Nora Eldridge est une institutrice dévouée et compétente, qui travaille dans une école primaire de Boston. Jeune quarantenaire, elle est célibataire et sans enfants. Sa mère est morte deux ans plus tôt, et elle n'a plus qu'un frère à l'autre bout des USA, son père vieillissant et sa vieille tante Baby : « jamais mariée, elle était catholique pratiquante et ce que je redoutais le plus de devenir : vaillante, indépendante et totalement sans raison d'être ». Car en dehors d'une amie et quelques copines, et de son travail, la vie de Nora est vide. Ou en tout cas, elle la ressent comme telle : un vide abyssal et dépourvu de sens qu'elle ne sait comment combler. Elle se voit comme une « femme d'en haut », la voisine sympa et souriante mais dont vous ignorez absolument tout, parce qu'elle évite de prendre de la (sa) place et de se dévoiler : « ...la douce et accommodante, la calme et responsable Miss Eldridge, amie modèle, fille modèle, enseignante modèle, Miss Eldrigde la carpette, Miss Rien du Tout à qui tout le monde sourit si chaleureusement avant de l'oublier aussitôt ». Nora rêve, crève, de besoin et d'envie d'exister et d'être visible, mais elle a du mal à échapper à ses démons. L'espoir renaît soudain lorsqu'un nouvel élève arrive dans sa classe, et qu'elle fait connaissance avec ses parents. Avec Sirena, surtout, artiste plasticienne qui la fascine aussitôt. Il faut dire que Nora est une artiste frustrée, qui avait, il y a longtemps, imaginé pouvoir vivre de son art, avant de se rabattre sagement vers le métier d'institutrice. La famille composée par Sirena, son mari et leur fils est et a tout ce dont Nora a toujours rêvé : un couple, un enfant, un métier passionnant. A travers l'amitié puis la collaboration que lui offre Sirena, Nora croit à nouveau en son étoile, convaincue que tout est à nouveau possible, que cette relation et le regard de Sirena vont lui permettre d'enfin vivre vraiment et de s'épanouir en tant qu'artiste. L'espoir est donc là, reste à le concrétiser. Car au final, il faut bien le reconnaître, Nora se cantonne à vivre à travers Sirena et à se dévouer pour la prochaine exposition de celle-ci, plutôt que de suivre son propre chemin. Comme dans la chanson, « la vie par procuration ».

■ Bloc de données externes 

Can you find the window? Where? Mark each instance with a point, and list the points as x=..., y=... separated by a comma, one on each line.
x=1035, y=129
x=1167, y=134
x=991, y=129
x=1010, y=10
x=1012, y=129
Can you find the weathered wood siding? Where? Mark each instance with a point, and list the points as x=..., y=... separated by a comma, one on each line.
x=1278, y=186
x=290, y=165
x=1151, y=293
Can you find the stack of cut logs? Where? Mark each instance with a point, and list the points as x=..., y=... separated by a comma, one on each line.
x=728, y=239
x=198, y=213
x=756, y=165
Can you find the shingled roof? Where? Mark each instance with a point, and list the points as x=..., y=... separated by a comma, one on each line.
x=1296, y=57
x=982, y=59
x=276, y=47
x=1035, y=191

« La femme d'en haut » raconte un épisode de la vie d'une femme en colère, contre elle-même et le monde entier, et qui, arrivée à la moitié de son existence, est persuadée d'avoir gâché sa vie, et qui attend désespérément de vivre dans et par le regard et la reconnaissance des autres. A-t-elle raison de penser qu'on n'existe qu'à travers les autres ? Sans doute pas. Question complexe. Mais difficile de penser autrement quand on se considère totalement transparent. Et le plus important : savoir si on a encore assez d'énergie ou de colère en soi pour réagir et se révolter.

Sur les thèmes de la solitude, des espoirs fous et des frustrations et désillusions proportionnellement cruelles, du cynisme du monde de l'art, et surtout de la définition d'une vie réussie ou au minimum satisfaisante, « La femme d'en haut » est un roman cruel, interpellant et même bouleversant.